🤖 AI Summary
This study addresses the challenge of disentangling reasoning errors from failures in answer token binding in multiple-choice question answering. By combining representational analyses—using PCA and linear probing—with causal interventions such as token/content swapping tests, the work provides the first clear evidence for a two-stage mechanism within language models: models first encode the correct answer content in residual states near option boundaries (at positions preceding output token generation) and subsequently bind this content to the corresponding answer symbol. This finding elucidates the internal computational process underlying multiple-choice QA, clarifies the model’s operational dynamics, and opens new avenues for diagnosing and improving model performance.
📝 Abstract
Multiple-choice question answering (MCQA) is easy to evaluate but adds a meta-task: models must both solve the problem and output the symbol that *represents* the answer, conflating reasoning errors with symbol-binding failures.
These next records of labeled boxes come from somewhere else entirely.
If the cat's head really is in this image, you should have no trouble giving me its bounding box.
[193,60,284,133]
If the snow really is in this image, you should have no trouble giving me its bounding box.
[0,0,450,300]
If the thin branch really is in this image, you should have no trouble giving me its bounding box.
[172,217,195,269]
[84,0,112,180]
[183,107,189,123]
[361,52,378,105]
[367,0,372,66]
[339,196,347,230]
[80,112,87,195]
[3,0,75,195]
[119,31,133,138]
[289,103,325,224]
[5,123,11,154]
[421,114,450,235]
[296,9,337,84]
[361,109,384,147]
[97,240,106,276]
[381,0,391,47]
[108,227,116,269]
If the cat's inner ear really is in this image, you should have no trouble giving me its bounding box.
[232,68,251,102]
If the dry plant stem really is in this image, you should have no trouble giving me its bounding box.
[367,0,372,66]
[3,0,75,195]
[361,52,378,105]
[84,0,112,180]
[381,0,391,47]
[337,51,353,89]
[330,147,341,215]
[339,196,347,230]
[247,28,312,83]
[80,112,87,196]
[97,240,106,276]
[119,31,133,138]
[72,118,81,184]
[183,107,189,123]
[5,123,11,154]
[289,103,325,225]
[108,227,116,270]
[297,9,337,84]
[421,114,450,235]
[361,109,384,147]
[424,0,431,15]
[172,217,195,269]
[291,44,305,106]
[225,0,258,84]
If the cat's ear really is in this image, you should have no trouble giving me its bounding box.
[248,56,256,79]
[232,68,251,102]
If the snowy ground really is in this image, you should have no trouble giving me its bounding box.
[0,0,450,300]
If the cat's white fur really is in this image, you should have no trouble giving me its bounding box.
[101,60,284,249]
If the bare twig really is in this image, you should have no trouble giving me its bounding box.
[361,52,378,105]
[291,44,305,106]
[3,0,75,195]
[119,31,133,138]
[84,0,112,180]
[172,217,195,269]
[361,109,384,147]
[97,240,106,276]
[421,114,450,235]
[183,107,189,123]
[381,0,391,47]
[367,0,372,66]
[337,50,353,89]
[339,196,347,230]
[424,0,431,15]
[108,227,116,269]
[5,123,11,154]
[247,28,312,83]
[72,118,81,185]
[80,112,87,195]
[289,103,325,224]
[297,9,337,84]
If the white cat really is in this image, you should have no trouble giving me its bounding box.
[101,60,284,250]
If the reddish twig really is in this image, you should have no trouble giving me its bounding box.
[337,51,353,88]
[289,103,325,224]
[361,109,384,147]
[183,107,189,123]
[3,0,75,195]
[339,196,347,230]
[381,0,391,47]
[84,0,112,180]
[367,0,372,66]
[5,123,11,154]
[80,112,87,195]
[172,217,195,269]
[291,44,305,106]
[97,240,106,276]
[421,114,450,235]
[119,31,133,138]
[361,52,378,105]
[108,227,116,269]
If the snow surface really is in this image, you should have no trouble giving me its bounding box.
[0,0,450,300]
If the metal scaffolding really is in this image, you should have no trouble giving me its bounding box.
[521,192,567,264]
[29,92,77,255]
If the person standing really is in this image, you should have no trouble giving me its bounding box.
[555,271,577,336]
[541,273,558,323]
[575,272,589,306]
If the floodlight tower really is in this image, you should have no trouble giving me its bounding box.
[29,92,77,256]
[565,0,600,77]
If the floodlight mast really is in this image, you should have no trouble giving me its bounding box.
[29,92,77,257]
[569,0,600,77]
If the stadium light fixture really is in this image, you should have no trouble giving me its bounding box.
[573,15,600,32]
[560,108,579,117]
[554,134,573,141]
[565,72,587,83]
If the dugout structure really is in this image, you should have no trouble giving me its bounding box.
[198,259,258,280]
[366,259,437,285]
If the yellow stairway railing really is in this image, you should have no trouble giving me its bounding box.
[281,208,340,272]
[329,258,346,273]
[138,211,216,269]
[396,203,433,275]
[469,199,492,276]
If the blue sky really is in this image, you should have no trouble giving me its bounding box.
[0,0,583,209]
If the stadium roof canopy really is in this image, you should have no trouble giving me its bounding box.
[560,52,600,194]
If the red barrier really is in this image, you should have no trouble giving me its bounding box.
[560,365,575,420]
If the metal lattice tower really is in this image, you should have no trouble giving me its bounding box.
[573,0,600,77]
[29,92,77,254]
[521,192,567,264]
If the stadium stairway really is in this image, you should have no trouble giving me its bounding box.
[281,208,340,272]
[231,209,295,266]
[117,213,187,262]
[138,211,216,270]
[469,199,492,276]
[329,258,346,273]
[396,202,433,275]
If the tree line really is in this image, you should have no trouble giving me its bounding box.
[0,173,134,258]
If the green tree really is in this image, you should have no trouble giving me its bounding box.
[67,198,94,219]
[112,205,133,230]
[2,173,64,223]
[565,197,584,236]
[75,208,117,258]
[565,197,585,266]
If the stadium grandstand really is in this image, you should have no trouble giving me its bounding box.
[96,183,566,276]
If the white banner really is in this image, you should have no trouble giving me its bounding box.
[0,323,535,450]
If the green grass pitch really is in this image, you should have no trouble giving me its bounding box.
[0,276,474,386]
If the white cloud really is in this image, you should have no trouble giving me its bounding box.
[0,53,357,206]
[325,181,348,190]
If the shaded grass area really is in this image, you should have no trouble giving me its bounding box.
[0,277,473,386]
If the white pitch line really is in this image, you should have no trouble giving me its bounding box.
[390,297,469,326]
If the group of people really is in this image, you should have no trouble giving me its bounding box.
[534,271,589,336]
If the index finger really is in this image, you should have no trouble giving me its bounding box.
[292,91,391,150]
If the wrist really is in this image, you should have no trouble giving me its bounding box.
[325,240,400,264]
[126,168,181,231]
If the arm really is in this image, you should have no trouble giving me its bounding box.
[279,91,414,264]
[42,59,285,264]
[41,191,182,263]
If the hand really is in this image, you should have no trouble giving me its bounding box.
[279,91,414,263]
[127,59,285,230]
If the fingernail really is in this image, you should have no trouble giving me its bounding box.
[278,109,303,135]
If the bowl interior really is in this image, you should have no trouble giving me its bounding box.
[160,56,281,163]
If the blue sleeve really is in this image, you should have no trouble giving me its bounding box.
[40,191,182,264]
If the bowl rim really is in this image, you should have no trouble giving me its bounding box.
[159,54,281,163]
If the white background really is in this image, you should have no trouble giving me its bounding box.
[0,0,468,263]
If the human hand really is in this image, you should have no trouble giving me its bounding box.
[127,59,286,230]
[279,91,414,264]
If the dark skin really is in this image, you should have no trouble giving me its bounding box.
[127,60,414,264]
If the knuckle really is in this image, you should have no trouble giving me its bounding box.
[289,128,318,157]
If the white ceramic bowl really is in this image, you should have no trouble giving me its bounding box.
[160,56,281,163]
We study how language models implement MCQA internally using representational analyses (PCA, linear probes) as well as causal interventions. We find that option-boundary (newline) residual states often contain strong linearly decodable signals related to per-option correctness. Winner-identity probing reveals a two-stage progression: the winning *content position* becomes decodable immediately after the final option is processed, while the *output symbol* is represented closer to the answer emission position. Tests under symbol and content permutations support a two-stage mechanism in which models first select a winner in content space and then bind or route that winner to the appropriate symbol to emit.